The development of oxygen evolution reaction (OER) electrocatalysts remains a major challenge that requires significant advances in both mechanistic understanding and material design. Recent studies show that oxygen from the perovskite oxide lattice could participate in the OER via a lattice oxygen-mediated mechanism, providing possibilities for the development of alternative electrocatalysts that could overcome the scaling relations-induced limitations found in conventional catalysts utilizing the adsorbate evolution mechanism. Here we distinguish the extent to which the participation of lattice oxygen can contribute to the OER through the rational design of a model system of silicon-incorporated strontium cobaltite perovskite electrocatalysts with similar surface transition metal properties yet different oxygen diffusion rates.

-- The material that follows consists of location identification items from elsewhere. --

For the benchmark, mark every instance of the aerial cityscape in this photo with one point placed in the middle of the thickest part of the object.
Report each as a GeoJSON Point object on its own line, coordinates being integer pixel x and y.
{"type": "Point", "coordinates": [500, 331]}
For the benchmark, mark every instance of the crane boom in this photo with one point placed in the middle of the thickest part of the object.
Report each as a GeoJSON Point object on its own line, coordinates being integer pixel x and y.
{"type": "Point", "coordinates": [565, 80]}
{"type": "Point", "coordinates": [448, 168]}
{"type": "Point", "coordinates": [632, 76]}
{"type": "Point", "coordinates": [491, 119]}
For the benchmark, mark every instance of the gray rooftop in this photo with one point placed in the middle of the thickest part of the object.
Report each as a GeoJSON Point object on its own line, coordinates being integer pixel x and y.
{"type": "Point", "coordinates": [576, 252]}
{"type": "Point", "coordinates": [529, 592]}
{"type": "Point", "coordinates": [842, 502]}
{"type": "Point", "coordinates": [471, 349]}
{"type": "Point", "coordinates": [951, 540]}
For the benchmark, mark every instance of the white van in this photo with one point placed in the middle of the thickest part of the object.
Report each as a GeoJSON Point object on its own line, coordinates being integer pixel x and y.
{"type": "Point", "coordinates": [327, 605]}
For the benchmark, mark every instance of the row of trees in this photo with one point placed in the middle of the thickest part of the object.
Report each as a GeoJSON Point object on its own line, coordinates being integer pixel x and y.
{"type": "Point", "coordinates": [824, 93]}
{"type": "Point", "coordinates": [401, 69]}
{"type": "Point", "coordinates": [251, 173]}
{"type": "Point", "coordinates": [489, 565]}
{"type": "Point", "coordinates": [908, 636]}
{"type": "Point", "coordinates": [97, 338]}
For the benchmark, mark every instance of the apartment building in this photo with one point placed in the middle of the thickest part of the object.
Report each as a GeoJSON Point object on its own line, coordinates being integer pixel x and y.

The as-derived silicon-incorporated perovskite exhibits a 12.8-fold increase in oxygen diffusivity, which matches well with the 10-fold improvement of intrinsic OER activity, suggesting that the observed activity increase is dominantly a result of the enhanced lattice oxygen participation.

Suggested Citation

  • Yangli Pan & Xiaomin Xu & Yijun Zhong & Lei Ge & Yubo Chen & Jean-Pierre Marcel Veder & Daqin Guan & Ryan O’Hayre & Mengran Li & Guoxiong Wang & Hao Wang & Wei Zhou & Zongping Shao, 2020. "Direct evidence of boosted oxygen evolution over perovskite by enhanced lattice oxygen participation," Nature Communications, Nature, vol. 11(1), pages 1-10, December.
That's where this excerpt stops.